EsslingenWir schreiben das Jahr 1989. Geschichte wird gemacht, der Mauerfall steht bevor. Nur die Alt-68er sind nicht mehr auf dem Marsch, sondern in den Institutionen. Und mancher satt und saturiert gewordene Ex-Revoluzzer denkt an die Zukunft, die nicht mehr Sozialismus und Utopie, sondern Ruhestand und Seniorenresidenz heißt. Ein gefundenes Fressen für Ortrud Beginnen, Lästermaul, Kabarettistin und große Theaterkünstlerin. Sie schuf damals ihr Solo-Stück „Mein Freund Rudi“ mit viel Gesang und dem aussagekräftigen Untertitel: „Ein Wohltätigkeitsabend für alternde 68er.“ Theatralisch-fiktive Klammer: eine Spendensammlung für den Bau einer linksradikalnostalgischen Geriatrie-Reha, eines „Stamm-Heims“ für die im staatsfeindlichen und dann im Staatsdienst ergrauten APO-Opas.

Wir schreiben das Jahr 2018, ein Datum doppelten Gedenkens: 1968 ist 50 Jahre vorbei, und im Januar hätte die 1999 gestorbene Ortrud Beginnen 80. Geburtstag gehabt. Der Regisseur James Lyon lässt aus diesem doppelten Anlass an der Esslinger Landesbühne (WLB) den „Freund Rudi“ wieder aufleben. Die Solorolle spielt und singt Petra Afonin (deren Altenheim-Revue „Schnabeltassen“ 2016 an der WLB uraufgeführt wurde), die musikalischen Arrangements und die Live-Begleitung besorgt Oliver Krämer – und das Publikum findet sich in der Rolle der glorreichen Alt-Kommunarden wieder. Theatralisch-fiktive Klammer ist nun: Die Spendensammlung von einst war erfolgreich, in der „Rudi Dutschke Wellness Oase“ lindern die Veteranen des anti-autoritären Kampfs den Frust nach der sexuellen Befreiungslust, lecken die Wunden, die das politische Realitätsprinzip schlug. Für Retro-Radikale gibt’s eine Erlebniswoche mit Wasserwerferbehandlung, und zu alldem erklingen die alten Kampflieder und -parolen von Joan Baez bis Mao Tse-tung, von Robert Schumann bis zu den Rolling Stones. Schumann? Na klar, die geschichtsbewussten 68er wussten sich sehr wohl auf ihre 1848er-Ahnen und deren Liedgut zurückzudatieren.

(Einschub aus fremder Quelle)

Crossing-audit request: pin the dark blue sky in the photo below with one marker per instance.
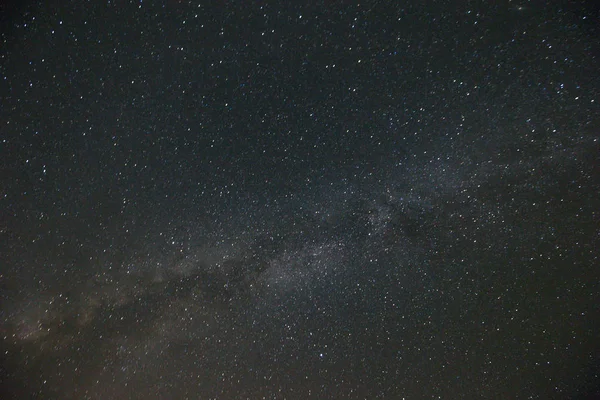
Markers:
(299, 200)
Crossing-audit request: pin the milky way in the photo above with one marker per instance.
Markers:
(299, 201)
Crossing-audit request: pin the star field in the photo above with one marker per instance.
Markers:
(328, 200)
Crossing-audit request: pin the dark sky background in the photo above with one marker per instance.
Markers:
(286, 200)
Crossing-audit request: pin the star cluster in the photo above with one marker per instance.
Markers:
(289, 201)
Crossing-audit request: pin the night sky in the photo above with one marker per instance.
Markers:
(286, 200)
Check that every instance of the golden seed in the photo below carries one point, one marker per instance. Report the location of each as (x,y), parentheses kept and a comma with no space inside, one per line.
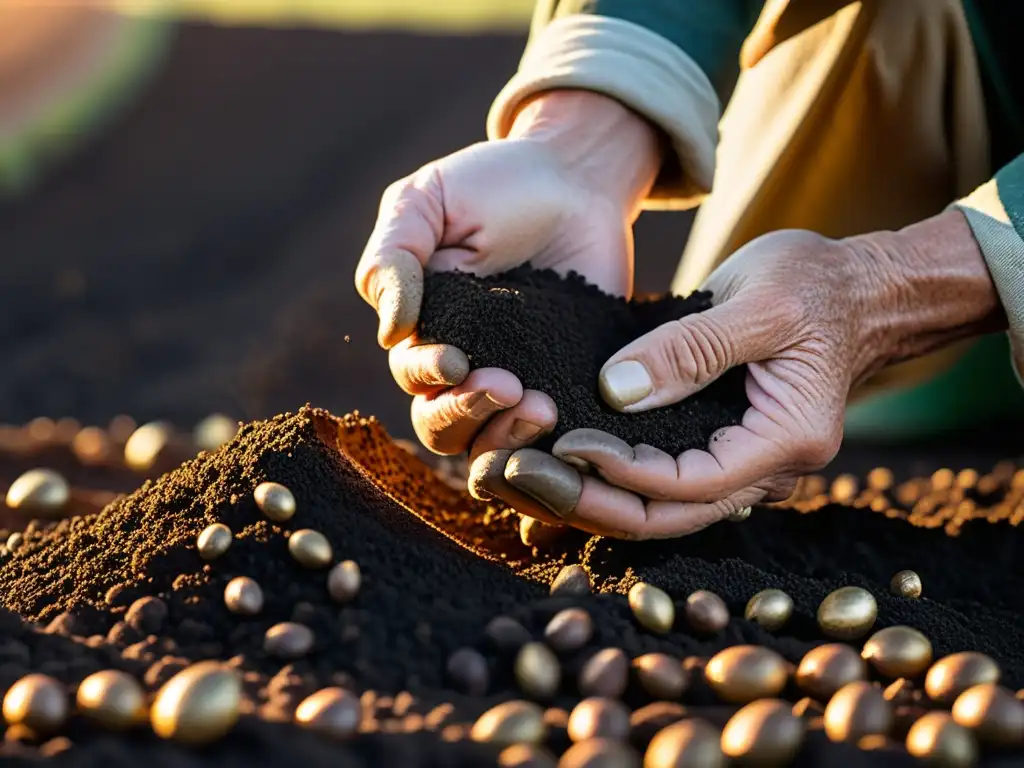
(995,715)
(143,448)
(857,710)
(599,752)
(538,671)
(41,492)
(770,608)
(244,596)
(288,640)
(848,612)
(598,717)
(937,739)
(824,670)
(905,584)
(743,673)
(764,732)
(568,630)
(214,541)
(571,580)
(605,674)
(688,743)
(331,712)
(511,722)
(660,675)
(310,548)
(898,651)
(274,501)
(113,698)
(954,674)
(343,581)
(652,607)
(707,612)
(37,701)
(199,705)
(214,431)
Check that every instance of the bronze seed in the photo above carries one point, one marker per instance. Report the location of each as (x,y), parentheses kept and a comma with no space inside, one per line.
(214,541)
(288,640)
(599,717)
(652,607)
(848,612)
(41,492)
(310,548)
(599,753)
(857,710)
(467,669)
(569,630)
(689,743)
(343,582)
(824,670)
(743,673)
(898,651)
(954,674)
(37,701)
(905,584)
(538,671)
(770,608)
(572,580)
(331,712)
(995,715)
(707,612)
(511,722)
(937,739)
(274,501)
(199,705)
(244,596)
(525,756)
(763,732)
(660,675)
(605,674)
(112,698)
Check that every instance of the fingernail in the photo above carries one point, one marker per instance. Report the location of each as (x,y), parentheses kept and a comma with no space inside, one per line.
(625,383)
(545,479)
(523,430)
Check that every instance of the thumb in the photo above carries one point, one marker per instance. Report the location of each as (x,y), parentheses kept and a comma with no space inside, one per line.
(389,276)
(683,356)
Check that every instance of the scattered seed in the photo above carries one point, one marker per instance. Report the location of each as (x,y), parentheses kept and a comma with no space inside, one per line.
(112,698)
(568,630)
(343,581)
(244,596)
(274,501)
(770,608)
(214,541)
(848,612)
(310,548)
(331,712)
(707,612)
(199,705)
(652,607)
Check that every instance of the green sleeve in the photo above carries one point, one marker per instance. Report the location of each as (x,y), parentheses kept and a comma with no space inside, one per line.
(710,32)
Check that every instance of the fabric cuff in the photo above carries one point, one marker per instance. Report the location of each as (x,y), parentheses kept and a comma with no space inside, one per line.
(638,68)
(1004,252)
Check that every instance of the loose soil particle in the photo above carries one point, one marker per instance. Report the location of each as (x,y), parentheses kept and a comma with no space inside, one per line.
(555,334)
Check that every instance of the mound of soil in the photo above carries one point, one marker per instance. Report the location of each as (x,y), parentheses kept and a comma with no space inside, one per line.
(555,334)
(437,567)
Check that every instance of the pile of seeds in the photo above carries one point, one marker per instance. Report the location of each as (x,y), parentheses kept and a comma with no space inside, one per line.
(314,592)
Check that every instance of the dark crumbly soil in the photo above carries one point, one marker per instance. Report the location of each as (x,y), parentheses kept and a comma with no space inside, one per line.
(437,566)
(555,334)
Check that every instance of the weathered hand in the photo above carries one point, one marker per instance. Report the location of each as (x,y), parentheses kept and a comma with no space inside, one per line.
(811,317)
(561,193)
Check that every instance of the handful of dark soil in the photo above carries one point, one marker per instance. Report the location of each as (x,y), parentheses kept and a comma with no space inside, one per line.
(555,334)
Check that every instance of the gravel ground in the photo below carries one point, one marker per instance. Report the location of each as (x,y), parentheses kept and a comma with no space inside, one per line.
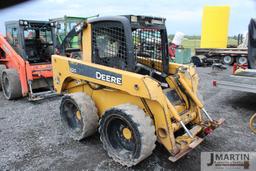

Behutsam „upgedatet“ habe man Beginnens Original, sagt Lyons, ein bisschen zeitgeschichtliche Nachhilfe in den Text geschmuggelt, wo er sonst tatsächlich nur für demenzfreie Alt-68er verständlich wäre. Davon abgesehen wolle man auf keinen Fall „Witze erklären, bevor man sie erzählt“, versichern Afonin und der Regisseur. Genausowenig wolle man die 68er und ihre Zeit verklären, sondern satirisch erklären. „Die alten Säcke kriegen ihr Fett ab“, verspricht Lyons. Da geht es dann um den Ausverkauf der Ideale an den Wohlstand, den in die Upperclass heimgekehrten Streetfighter, den SDS in der S-Klasse.

Die ausverkaufte Premiere beginnt am morgigen Donnerstag, 26. April, um 20 Uhr im Studio am Blarerplatz in Esslingen. Weitere Vorstellungen folgen am 30. April, 5. und 11. Mai, 7. und 29. Juni.